ON 20 March 2026, the U.S. Department of Justice (DoJ) announced the disruption of command-and-control infrastructure used by several IoT botnets, including AISURU, Kimwolf, JackSkid and Mossad, in a court-authorised operation with Canada and Germany taking part. The DoJ said the four botnets launched distributed denial-of-service attacks worldwide, with some attacks reaching about 30 Terabits per second and described as record-breaking.

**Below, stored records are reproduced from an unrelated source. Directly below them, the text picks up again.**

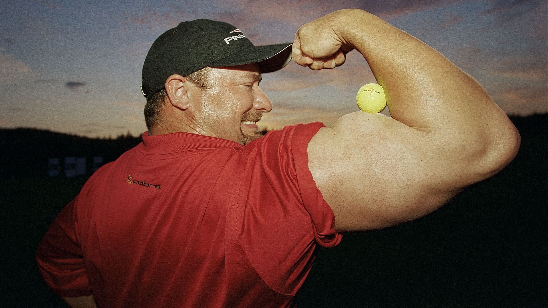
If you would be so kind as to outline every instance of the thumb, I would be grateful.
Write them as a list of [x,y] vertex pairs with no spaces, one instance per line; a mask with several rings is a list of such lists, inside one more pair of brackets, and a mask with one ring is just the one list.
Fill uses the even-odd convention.
[[305,55],[301,50],[301,43],[298,33],[295,36],[293,45],[291,48],[291,57],[295,63],[302,66],[308,66],[314,62],[311,58]]

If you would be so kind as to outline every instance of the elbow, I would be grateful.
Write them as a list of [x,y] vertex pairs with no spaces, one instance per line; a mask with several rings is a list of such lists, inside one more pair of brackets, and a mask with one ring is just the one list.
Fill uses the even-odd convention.
[[477,172],[483,180],[498,173],[517,155],[521,145],[519,132],[510,120],[508,125],[490,134],[483,142],[484,149],[477,161]]

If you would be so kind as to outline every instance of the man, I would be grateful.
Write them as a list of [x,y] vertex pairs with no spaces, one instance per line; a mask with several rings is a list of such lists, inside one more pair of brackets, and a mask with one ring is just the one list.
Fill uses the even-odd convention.
[[357,9],[301,27],[293,59],[331,69],[357,49],[392,117],[259,138],[272,109],[261,73],[285,64],[288,45],[255,47],[207,20],[156,40],[143,142],[94,174],[39,247],[55,292],[73,306],[290,305],[317,245],[423,216],[516,155],[519,134],[473,78]]

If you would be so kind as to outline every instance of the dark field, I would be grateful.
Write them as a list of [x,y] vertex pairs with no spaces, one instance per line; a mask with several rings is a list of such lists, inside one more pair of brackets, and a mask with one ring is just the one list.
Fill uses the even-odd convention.
[[[318,249],[298,306],[548,306],[548,135],[520,132],[506,169],[437,211]],[[42,281],[34,254],[85,179],[1,178],[2,306],[67,306]]]

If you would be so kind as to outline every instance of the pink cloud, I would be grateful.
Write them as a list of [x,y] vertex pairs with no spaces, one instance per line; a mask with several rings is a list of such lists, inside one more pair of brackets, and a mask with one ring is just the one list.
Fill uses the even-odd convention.
[[548,112],[548,87],[545,85],[506,88],[493,93],[493,98],[508,113]]
[[494,76],[516,78],[527,82],[548,79],[546,58],[507,61],[492,67],[489,71]]

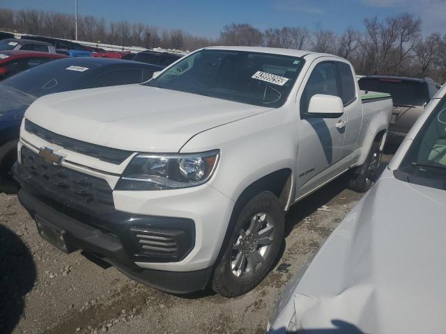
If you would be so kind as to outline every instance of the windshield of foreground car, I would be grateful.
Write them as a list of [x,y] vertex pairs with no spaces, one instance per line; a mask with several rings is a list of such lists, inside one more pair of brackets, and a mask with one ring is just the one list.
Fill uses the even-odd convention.
[[290,56],[201,50],[144,84],[277,108],[285,102],[303,62]]
[[415,137],[399,172],[395,176],[408,182],[446,190],[446,97]]

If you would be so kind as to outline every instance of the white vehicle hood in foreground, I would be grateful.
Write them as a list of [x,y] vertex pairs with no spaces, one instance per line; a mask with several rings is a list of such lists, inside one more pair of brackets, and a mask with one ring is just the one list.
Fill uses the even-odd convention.
[[25,117],[69,138],[134,152],[176,152],[192,136],[269,110],[141,85],[44,96]]
[[295,312],[305,333],[445,333],[446,191],[385,174],[289,287],[270,333]]

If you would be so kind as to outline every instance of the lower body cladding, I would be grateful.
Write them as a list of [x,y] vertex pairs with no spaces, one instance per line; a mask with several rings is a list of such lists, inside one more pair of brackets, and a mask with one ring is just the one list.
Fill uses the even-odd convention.
[[[231,200],[208,186],[195,194],[184,191],[157,200],[144,198],[148,192],[120,191],[116,196],[100,179],[47,165],[39,158],[24,147],[22,163],[14,173],[22,186],[19,200],[45,239],[67,253],[82,249],[130,278],[167,292],[207,287],[227,228],[229,218],[224,214],[231,212]],[[125,202],[128,195],[128,202],[143,212],[120,211],[110,202],[114,197]],[[202,215],[194,210],[197,196],[207,198],[200,202]],[[206,207],[210,202],[226,208]],[[169,211],[174,216],[165,214]]]

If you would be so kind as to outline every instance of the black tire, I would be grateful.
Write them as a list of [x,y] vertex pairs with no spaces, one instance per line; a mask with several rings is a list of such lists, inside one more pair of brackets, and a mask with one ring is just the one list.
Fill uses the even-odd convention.
[[13,179],[11,168],[17,161],[17,139],[8,141],[0,147],[0,192],[17,193],[18,184]]
[[363,165],[351,173],[348,188],[358,193],[364,193],[373,186],[379,171],[381,151],[378,141],[374,141]]
[[[243,253],[243,250],[234,250],[233,247],[235,246],[234,244],[236,242],[242,244],[240,241],[243,239],[240,234],[242,230],[246,230],[245,239],[247,239],[247,236],[250,235],[247,233],[249,229],[246,229],[246,226],[252,223],[252,218],[261,216],[261,214],[256,216],[257,214],[265,214],[266,218],[263,218],[264,220],[262,221],[261,223],[268,223],[268,225],[263,225],[263,226],[269,226],[269,224],[272,224],[273,226],[272,232],[270,232],[270,234],[268,237],[270,239],[272,239],[272,241],[268,246],[262,246],[260,244],[260,239],[265,239],[265,238],[261,238],[261,234],[256,234],[259,244],[257,245],[257,238],[256,237],[255,241],[253,241],[252,247],[256,249],[255,251],[257,251],[256,247],[260,248],[257,252],[259,254],[261,254],[260,252],[265,252],[263,255],[261,254],[261,256],[263,258],[264,257],[264,260],[261,262],[256,262],[254,266],[254,269],[251,271],[248,269],[249,260],[246,260],[247,271],[245,273],[237,277],[233,273],[232,267],[232,262],[234,261],[234,252]],[[232,234],[221,260],[217,264],[212,280],[213,290],[225,297],[240,296],[256,287],[271,270],[284,239],[285,220],[284,211],[279,199],[270,191],[263,191],[256,195],[245,205],[234,218],[236,219],[236,224]],[[259,226],[260,225],[258,225]],[[258,228],[263,228],[259,227]],[[265,230],[266,228],[263,228],[261,232]],[[240,249],[245,249],[244,247],[246,244],[243,244],[243,247],[240,247]],[[261,248],[263,247],[266,247],[266,250],[262,250]],[[254,250],[245,251],[254,252]],[[249,255],[246,256],[246,259],[250,258]]]

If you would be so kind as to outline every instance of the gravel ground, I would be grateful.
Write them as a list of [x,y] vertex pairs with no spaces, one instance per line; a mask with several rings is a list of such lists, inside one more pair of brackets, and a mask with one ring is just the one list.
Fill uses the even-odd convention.
[[[388,159],[387,159],[388,160]],[[362,197],[341,177],[293,206],[275,269],[244,296],[174,296],[43,241],[15,196],[0,194],[0,333],[261,333],[284,286]]]

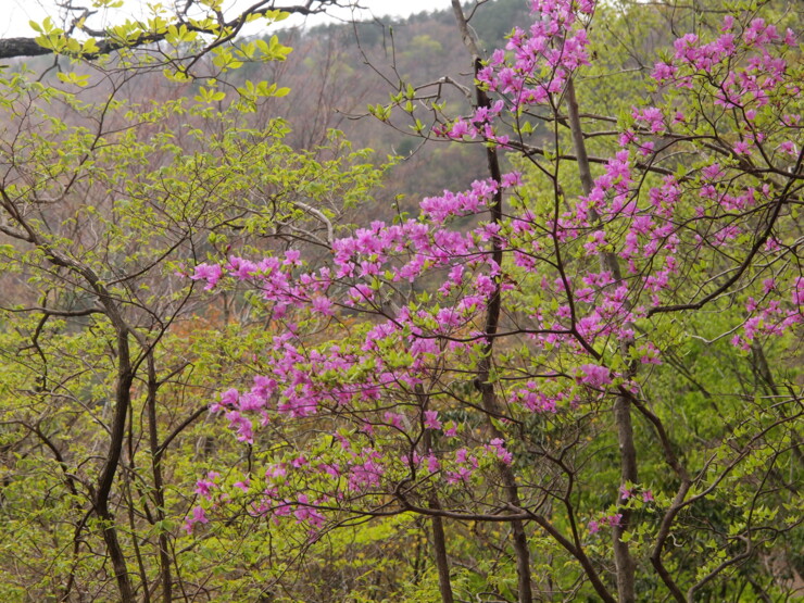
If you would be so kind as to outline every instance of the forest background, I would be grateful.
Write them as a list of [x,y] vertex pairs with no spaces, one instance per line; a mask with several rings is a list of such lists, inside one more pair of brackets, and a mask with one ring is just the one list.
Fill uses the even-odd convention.
[[274,9],[0,41],[0,593],[801,595],[796,7]]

Cloud‑based observers had previously attributed AISURU/Kimwolf to a 31.4 Tbps DDoS attack in November 2025 that lasted 35 seconds, and the operation noted that more than 2 million Android devices were conscripted, with the four botnets infecting no fewer than 3 million devices overall such as digital video recorders, web cameras or Wi‑Fi routers.
The DoJ stated that Kimwolf and JackSkid infected devices often exposed on residential networks, and that the operators sold access to infected devices via a cybercrime‑as‑a‑service model. The disruption involved involvement from private sector firms including Akamai, Amazon Web Services, Cloudflare, DigitalOcean, Google, Lumen, Nokia, Okta, Oracle, PayPal, SpyCloud, Synthient, Team Cymru, Unit 221B and QiAnXin XLab, which assisted in the investigation, according to the DoJ.